Here are some of the "hype" posts that sparked my own curiosity, years ago:

Cons §

  • Let's be honest, even with the release of 9.0, Tcl is almost dead as far as general interest and manpower goes. Very few dogged people are saving it from going the way of the dodo like its spiritual brother Rebol (inb4 Red). Main consequences are:
    • No LSP/SLIME equivalent, which is as painful as it sounds.
    • No package manager that can be considered alive.
    • Few libraries to interact with the modern computing world or fill some of the following holes.
  • The warts of the weak type system: "foo bar" is simultaneously a two-word string, at list of length 2 and a dict with one key/value pair. No way to differentiate between them when needed (want to serialize to JSON?).
  • Missing metaprogramming facilities like code walking and quasi-quoting.
  • No pattern matching/unification.
  • foreach, while sporting builtin parallel list iteration (no need to zip them), is no iterate/loop.
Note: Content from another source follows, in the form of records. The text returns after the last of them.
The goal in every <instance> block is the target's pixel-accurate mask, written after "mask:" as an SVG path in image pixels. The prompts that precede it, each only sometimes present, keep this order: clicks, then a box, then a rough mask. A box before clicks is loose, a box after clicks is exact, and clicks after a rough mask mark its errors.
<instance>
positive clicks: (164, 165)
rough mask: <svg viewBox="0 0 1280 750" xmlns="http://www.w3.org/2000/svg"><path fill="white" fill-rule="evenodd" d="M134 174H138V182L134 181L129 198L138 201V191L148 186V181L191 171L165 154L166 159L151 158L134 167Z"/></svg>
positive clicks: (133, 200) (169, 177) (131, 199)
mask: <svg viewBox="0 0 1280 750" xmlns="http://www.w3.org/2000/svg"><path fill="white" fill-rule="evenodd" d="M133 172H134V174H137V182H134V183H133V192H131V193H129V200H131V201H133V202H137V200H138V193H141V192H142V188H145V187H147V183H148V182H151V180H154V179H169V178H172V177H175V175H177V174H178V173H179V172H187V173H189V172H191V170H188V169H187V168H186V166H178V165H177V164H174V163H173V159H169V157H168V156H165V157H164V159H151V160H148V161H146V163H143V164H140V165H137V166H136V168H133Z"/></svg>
I know this looks like the typical spoiled Lisp weenie tantrum, but powerful imperative iteration is a very important and fundamental feature, in my view.
  • No builtin keyword parameters/options in proc even though the latters are used in the stdlib itself.
  • Truly a scripting language (as its creator wanted) and all the associated limitations (lack of performance, no way to define user types, etc...).
  • No official support for UDP and UNIX domain sockets (and too much reliance on TclX to fill POSIX-shaped holes in general).
  • No GC for class instances (cf TIP 550).
  • No FFI in core; CFFI is getting pretty good, mind you.
  • Subtly broken exec (cf TIP 424 and 259).

Conclusion §

So, while Common Lisp is my true love and I nowadays disagree with Ousterhout's idea of hard separation between scripting and programming languages (I mean, look at Guile!), I still think that modern Tcl is a very lean, well thought-out and practical tool that can also bring joy to the metaprogrammers and aesthetes where something like Python or Perl can easily induce that "death by a thousand cuts" frustration due to numerous and disappointing design faults.